Figured I might as well post here since this is probably better then having a discussion in GitHub
From GitHub post:
The below are the only inputs allowed for HA weather condition. Currently this is pulled from the web API. I was toying with the idea of expanding my weather condition template to pull this locally. I understand I can't get the forecast local only; but I like as much self-hosted as possible. I think the only things I can't verify is clear-night, due to light conditions at night. Thoughts below:
‘clear-night’ can't check if fog at night since no light level to compare to (open to ideas)
‘cloudy’ can get a base line lux amount and compare and if not any other precipitation
‘fog’ same as cloudy but with window below a determined temperature
‘hail’ sensor for this
‘lightning’ sensor for this (maybe any number in last 3 hours)
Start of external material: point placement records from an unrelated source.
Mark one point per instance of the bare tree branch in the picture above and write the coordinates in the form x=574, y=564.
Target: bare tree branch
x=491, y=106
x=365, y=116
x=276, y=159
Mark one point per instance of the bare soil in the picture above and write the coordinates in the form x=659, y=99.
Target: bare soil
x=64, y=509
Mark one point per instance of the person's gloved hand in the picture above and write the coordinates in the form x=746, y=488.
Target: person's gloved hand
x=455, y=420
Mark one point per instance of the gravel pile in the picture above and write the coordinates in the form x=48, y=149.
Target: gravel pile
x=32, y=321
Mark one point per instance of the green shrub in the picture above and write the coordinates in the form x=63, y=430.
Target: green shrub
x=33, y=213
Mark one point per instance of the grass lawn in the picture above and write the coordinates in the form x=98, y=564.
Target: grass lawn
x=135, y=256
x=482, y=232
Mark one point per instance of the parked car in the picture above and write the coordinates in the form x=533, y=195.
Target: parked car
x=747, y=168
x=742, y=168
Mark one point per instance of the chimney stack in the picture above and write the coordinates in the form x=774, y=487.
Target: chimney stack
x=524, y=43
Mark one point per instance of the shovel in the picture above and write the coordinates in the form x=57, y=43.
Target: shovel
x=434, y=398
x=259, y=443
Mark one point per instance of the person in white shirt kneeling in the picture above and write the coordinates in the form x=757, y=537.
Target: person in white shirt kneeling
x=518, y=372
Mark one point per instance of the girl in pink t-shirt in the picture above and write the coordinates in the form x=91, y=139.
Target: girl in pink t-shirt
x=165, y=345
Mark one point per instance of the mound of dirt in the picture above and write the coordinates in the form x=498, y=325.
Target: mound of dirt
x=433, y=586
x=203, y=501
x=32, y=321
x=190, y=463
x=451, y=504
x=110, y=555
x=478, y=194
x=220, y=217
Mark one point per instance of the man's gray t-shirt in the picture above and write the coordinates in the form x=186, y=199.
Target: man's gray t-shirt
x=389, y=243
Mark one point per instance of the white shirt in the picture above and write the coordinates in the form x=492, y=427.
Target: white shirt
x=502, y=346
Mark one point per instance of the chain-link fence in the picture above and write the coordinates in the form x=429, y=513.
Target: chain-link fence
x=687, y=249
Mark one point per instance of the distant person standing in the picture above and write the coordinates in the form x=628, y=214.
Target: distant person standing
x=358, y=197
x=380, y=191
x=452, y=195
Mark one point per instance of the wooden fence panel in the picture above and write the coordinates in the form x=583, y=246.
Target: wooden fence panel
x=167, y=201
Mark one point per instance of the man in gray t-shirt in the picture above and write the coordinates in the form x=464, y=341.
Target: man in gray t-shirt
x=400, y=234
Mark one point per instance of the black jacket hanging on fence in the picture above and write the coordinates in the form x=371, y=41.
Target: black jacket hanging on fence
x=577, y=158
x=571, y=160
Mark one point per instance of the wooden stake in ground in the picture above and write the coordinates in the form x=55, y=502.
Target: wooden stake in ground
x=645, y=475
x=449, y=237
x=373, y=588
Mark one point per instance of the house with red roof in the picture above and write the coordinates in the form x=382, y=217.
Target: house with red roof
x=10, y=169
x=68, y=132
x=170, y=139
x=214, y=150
‘lightning-rainy’ combine sensors for this
‘partlycloudy’ same as cloudy, with maybe a trend/derivative sensor to determine intermittent light levels
‘pouring’ Rain Rate > 0.31 in/hr (7.8 mm/hr)
‘rainy’ sensor for this
‘snowy’ a little more complicated but maybe temperature combined with blocked UV sensor and rain sensor
‘snowy-rainy’ same as snowy but easier to assume around 0C / 32F
‘sunny’ easiest just base on UV/lux level
‘windy’ wind speed >25mpg (11.17 m/s) without clouds
‘windy-variant’ windy with clouds
‘exceptional’ dewpoint between 50-60F, temperature between 68-77F, UV below 2.5 index, not any of the above (except sunny).
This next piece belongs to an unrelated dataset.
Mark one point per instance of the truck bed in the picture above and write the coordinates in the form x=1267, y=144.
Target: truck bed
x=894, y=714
So...the actual point of this... should I make my condition template and then PR to the readme example or should we incorporate this to give another calculated sensor output? I'm leaning toward a sensor, but this would add a lot more code and wanted to run it past you before a PR without a big change with any other info. I would keep the current web api returned status as you have it and create some other named sensor. Thoughts?
So I am working on the order to determine conditions but I have some things to start. Not in yaml format yet, just working thru the logic.
Fog is likely when:
Air Temperature - Dew Point < 4.5F (2.5C)
Relative Humidity > 95%
Wind Speed < 10 knots / 11.5 mph / 5.14 m/s
*** near seawater >70% Relative Humidity and wind speed <10 knots (5.14 m/s)could cause fog
Need more conditions for fog, it looks like this might throw a lot of false fog.
There is some trends for heating/cooling but most would not have a derivative sensor for air temperature.
Wind Speed > 25mph (11.17 m/s)
Rain Rate > 0.31 in/hr (7.8 mm/hr)
Need to get real world data, but this is a start for figuring out cloudy day & night. Might need to import ‘astral’ into the code. Astral is a python library for Sun & Moon position, we need sunrise/sunset times without pulling from an external source (maybe). There might be other ways.
0.0001 lux – Moonless, overcast night sky.
0.002 lux – Moonless clear night sky with airglow.
0.27–1.0 lux – Full moon on a clear night.
3.4 lux – Dark limit of civil twilight under a clear sky.
100 lux – Very dark overcast day.
400 lux – Sunrise or sunset on a clear day.
1000 lux – Overcast day
10000–25000 lux – Full daylight (not direct sun).
32000–100000 lux – Direct sunlight.
More to follow.
Just updating this post for now.
Exceptional does not appear to be used by some weather integrations. I looked at the code for the animated weather card and ‘exceptional’ does not reference an icon.